Seolah tak berpenghuni. Hanya suara cecak yang saling berkejaran di dinding
terdengar sesekali. Sementara dari pos ronda yang tak jauh dari rumah mereka,
lamat-lamat terdengar lagu mendayu-dayu.
“Kalian tahu, ide kalian ini
membuat ayah sedih. Tak pernah sedikit pun terpikir olehku untuk menikah lagi!”
Suara Pak Andrew terdengar berat.
“Maafin kami, Ayah. Bukan
bermaksud untuk menyinggung perasaan Ayah, kami hanya ingin melihat Ayah
bahagia,” ujar Tasya terbata-bata.
“Bahagia katamu? Tahukah kalian
anakku, tak ada kebahagian yang melebihi kebahagiaanku memiliki kalian semua.
Dan sampai kapan pun rasanya tak ada yang bisa menggantikan ibumu di hati ayah.

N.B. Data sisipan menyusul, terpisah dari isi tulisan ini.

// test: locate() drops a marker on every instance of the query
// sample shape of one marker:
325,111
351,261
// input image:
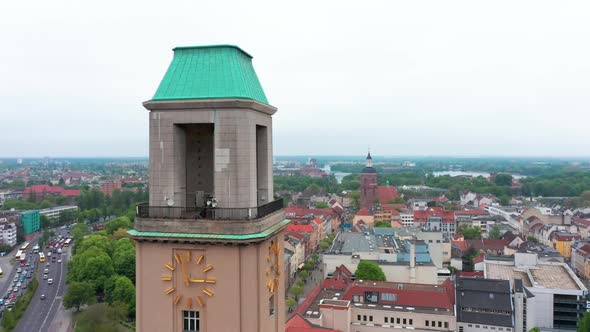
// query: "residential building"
7,232
30,220
557,297
402,260
367,306
484,305
55,213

Meski kini dia sudah tak bersama kita di sini.”
“Ayah, aku rasa ibu di alam sana
akan ikut bahagia jika Ayah pun bahagia,” ujar Rendy.

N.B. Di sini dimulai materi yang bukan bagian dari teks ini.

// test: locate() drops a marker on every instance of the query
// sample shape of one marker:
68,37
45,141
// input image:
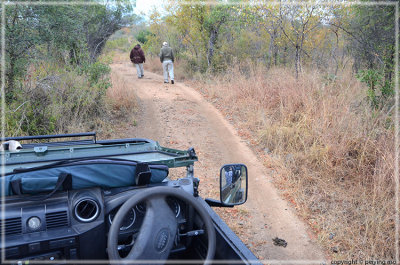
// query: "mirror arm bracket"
216,203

Pak Andrew menarik nafas panjang
kemudian menghembuskannya perlahan.
“Anakku kalian berdua sudah
tumbuh dewasa, mungkin inilah saatnya kalian harus tahu sebuah rahasia besar
dalam keluarga kita.”
Pak Andrew bangkit dari kursi
lalu berjalan menuju kamarnya. Rendy dan Tasya saling memandang tak mengerti.

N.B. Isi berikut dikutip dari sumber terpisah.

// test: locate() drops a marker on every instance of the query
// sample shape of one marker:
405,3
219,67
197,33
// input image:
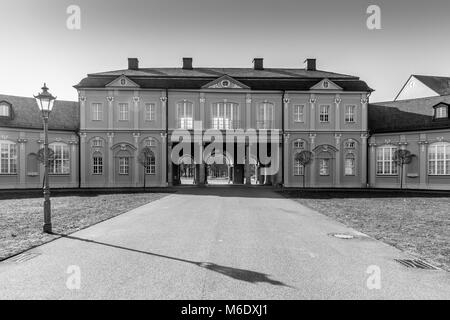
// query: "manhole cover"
416,264
342,236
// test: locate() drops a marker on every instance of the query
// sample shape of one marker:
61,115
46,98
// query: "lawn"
21,219
418,224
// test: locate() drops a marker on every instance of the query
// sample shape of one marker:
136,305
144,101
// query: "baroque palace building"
98,142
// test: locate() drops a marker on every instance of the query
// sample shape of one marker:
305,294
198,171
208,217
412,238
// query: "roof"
439,84
196,78
64,116
406,115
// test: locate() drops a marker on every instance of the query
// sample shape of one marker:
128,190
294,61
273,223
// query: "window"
265,115
124,165
441,112
324,113
97,143
385,160
350,165
324,167
150,165
439,159
185,112
60,162
298,113
298,168
8,157
299,144
97,164
97,112
4,109
124,114
350,113
224,116
150,114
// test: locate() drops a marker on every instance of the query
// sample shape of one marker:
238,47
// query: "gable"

Tak lama kemudian Pak Andrew kembali dengan sebuah amplop besar di tangannya.
Perlahan Pak Andrew mengeluarkan isinya. Selembar kertas yang tampak usang dan
sudah dilaminating kini berada di tangannya. Kertas itu kemudian diletakkan di
meja sembari ia bangkit berdiri.
“Bacalah surat itu, setelahnya
kamu akan tahu segalanya, ayah tak kuasa melihat kesedihan kalian, aku mau ke
kamar,” ujar Pak Andrew.
Di sudut mata lelaki tua itu
tampak basah. Ia tak ingin terlihat lemah di depan kedua anaknya. Rendy dan
Tasya segera membaca surat itu. Kata demi kata yang tertulis di sana membuat
air mata keduanya tak terbendung lagi. Air mata mereka mengalir deras. Sangat
deras hingga mulut mereka terkunci.
Tak lama berselang Rendy dan
Tasya kini telah berada di dalam kamar ayahnya. Memeluk ayahnya dan bersujud
mohon maaf atas semua khilaf mereka. Tanpa kata, Pak Andrew mengelus rambut
kedua anaknya penuh kasih.
Beginilah isi surat itu :
ANDIN ISTRIKU
SAYANG ...
MAAF AKU MENULIS SURAT INI
INGIN AKU KATAKAN SEMUA INI
SAAT MALAM MENJEMPUT
NAMUN MULUTKU TAK MAMPU
MENGUCAPKANNYA
KAMU TAHU, KETIKA ENGKAU
SEDANG MERPETARUHKAN NYAWA SAAT MELAHIRKAN RENDY ANAK KITA, JIWAKU BERGETAR
HEBAT SAAT ITU. RAUT WAJAH CANTIKMU YANG TERBENTUK TAK BERATURAN MEMBUATKU TAHU
BETAPA SAKIT YANG KAU RASAKAN.
MELIHAT ITU, MATAKU TERASA
HANGAT DAN AIR MATA INI MEMBUNCAH INGIN KELUAR. AKU TIDAK BERSEDIH SAYANG,
ITU TANGIS BAHAGIA. DAN TAK AKAN ADA ALASAN APAPUN UNTUK TIDAK
MENCINTAIMU LEBIH DARI CINTAMU PADAKU.
AKU TAHU, PASTI KAMU SEDIH
KARENA TAK ADA DARI KELUARGA KITA SATUPUN YANG MENYAKSIKAN KELAHIRAN PUTRA
KITA. DEMI CINTAMU PADAKU KAU KORBANKAN KELUARGAMU DAN AGAMAMU UNTUKKU.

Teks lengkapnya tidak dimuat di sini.